Palestinians detail campaign against terror

? Trying to deflect intense pressure, the Palestinian Authority has handed the United States a detailed written response to allegations that it has not acted against terrorism.

The 17-page document, obtained Wednesday by The Associated Press, says the Palestinians have arrested 195 militants, blocked 56 suspect bank accounts, closed 15 illegal munitions factories and 79 unregistered charities and clamped down on militant mosque preachers.

Yasser Arafat’s government “remains committed to peacefully negotiating an end to Israel’s occupation of Palestinian territories,” said the document, which seemed to be part of a concerted Palestinian effort to convince Western nations that it is sincere in trying to find a way to end 16 months of violence and restart peace talks.

Earlier this week, Arafat wrote an article in The New York Times condemning Palestinian “terrorist groups” who attack Israeli civilians and saying he was “determined to put an end to their activities.”

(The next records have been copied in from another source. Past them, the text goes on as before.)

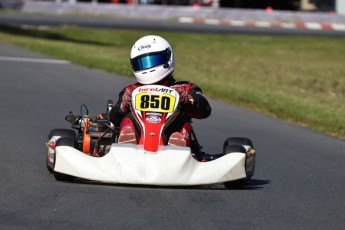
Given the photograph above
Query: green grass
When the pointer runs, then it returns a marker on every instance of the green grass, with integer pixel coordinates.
(299, 79)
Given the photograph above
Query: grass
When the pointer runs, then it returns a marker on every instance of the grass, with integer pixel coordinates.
(299, 79)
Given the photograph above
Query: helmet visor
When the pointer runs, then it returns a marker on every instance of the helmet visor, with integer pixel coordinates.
(150, 60)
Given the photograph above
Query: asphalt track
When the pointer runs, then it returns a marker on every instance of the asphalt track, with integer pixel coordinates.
(298, 184)
(160, 25)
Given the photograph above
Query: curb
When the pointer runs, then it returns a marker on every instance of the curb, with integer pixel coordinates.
(263, 24)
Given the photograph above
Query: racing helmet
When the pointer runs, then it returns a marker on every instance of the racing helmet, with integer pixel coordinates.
(152, 59)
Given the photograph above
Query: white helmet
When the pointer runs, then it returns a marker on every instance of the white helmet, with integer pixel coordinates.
(152, 59)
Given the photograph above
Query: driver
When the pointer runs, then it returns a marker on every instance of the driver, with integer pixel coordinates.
(152, 61)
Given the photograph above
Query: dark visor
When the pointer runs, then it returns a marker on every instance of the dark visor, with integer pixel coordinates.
(150, 60)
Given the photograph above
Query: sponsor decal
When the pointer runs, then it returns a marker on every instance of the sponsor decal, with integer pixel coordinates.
(154, 114)
(156, 89)
(153, 119)
(144, 47)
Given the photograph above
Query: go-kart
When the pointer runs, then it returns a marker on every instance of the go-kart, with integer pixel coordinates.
(93, 152)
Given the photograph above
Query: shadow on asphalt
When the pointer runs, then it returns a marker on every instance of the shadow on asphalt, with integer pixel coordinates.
(253, 184)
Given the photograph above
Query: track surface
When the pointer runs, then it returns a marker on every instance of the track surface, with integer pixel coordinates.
(299, 180)
(161, 25)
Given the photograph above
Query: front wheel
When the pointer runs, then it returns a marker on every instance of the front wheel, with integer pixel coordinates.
(53, 137)
(64, 141)
(228, 149)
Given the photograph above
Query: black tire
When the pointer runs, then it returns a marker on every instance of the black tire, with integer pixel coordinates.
(238, 141)
(64, 141)
(228, 149)
(62, 133)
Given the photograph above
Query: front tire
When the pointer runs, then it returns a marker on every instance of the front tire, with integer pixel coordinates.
(228, 149)
(64, 141)
(54, 136)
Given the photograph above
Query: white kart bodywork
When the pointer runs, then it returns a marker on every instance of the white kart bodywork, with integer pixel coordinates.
(128, 164)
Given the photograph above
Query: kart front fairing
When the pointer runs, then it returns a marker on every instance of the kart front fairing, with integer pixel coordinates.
(129, 164)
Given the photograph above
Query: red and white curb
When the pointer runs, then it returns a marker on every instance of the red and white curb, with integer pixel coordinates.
(262, 24)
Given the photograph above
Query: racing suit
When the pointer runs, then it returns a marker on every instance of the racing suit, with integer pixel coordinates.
(194, 105)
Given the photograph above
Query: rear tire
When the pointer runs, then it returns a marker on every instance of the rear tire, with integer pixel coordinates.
(64, 141)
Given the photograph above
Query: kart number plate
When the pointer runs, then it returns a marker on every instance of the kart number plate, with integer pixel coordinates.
(163, 103)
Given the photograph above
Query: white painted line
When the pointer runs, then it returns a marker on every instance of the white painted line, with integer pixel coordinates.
(237, 23)
(212, 21)
(338, 26)
(34, 60)
(263, 24)
(287, 25)
(186, 20)
(313, 26)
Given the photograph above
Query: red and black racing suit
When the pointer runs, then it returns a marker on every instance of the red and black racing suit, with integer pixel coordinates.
(197, 107)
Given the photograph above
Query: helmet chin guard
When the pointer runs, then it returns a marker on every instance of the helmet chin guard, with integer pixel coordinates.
(152, 59)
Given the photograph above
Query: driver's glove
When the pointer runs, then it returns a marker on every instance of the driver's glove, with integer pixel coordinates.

Israel has dismissed the overtures and violence has continued, with each side blaming the other.

“As far as we know, there are no actions and there are no results,” said Danny Ayalon, a senior aide to Israeli Prime Minister Ariel Sharon. The claims of arrests are especially misleading, he said, because those arrested were “small-fry” who were not on a list of 33 militants the United States and Israel have demanded be arrested.

“The warning of terrorist attacks are continuing all the time,” Ayalon said. “The Palestinians are talking the talk, but they won’t walk the walk.”

The United States has been pressuring Arafat to take more decisive action to end the violence especially since Israel intercepted an illegal weapons shipment apparently bound from Iran to the Gaza Strip in December.

The new Palestinian document concedes the smuggling effort “demonstrated gaps in Palestinian enforcement measures” and says Arafat ordered the arrests of those involved.

It also says the Palestinians accept “Israel’s right to exist in safe and secure borders,” seek “reconciliation with the Israeli people” and pledge to pursue their goals “exclusively through peaceful means.”

But it argues that in reining in the militants, the Palestinians are hindered by the fact that they have full control over only a small part of the West Bank. It also calls for an end to Israel’s killing of wanted militants, incursions into Palestinian autonomous zones and blockades of Palestinian towns.

Palestinian Information Minister Yasser Abed Rabbo said Parliament speaker Ahmed Qureia gave the document to Secretary of State Colin Powell on Tuesday.

Paul Patin, a spokesman for the U.S. Embassy in Tel Aviv, would say only that Qureia “outlined steps that they have taken, and we agreed that those are a good start, but more needs to be done.”

Arafat, Patin added, “seems to have one foot in the camp of the peacemakers and one in the camp of the terrorists, and he needs to get both feet in the camp of the peacemakers.”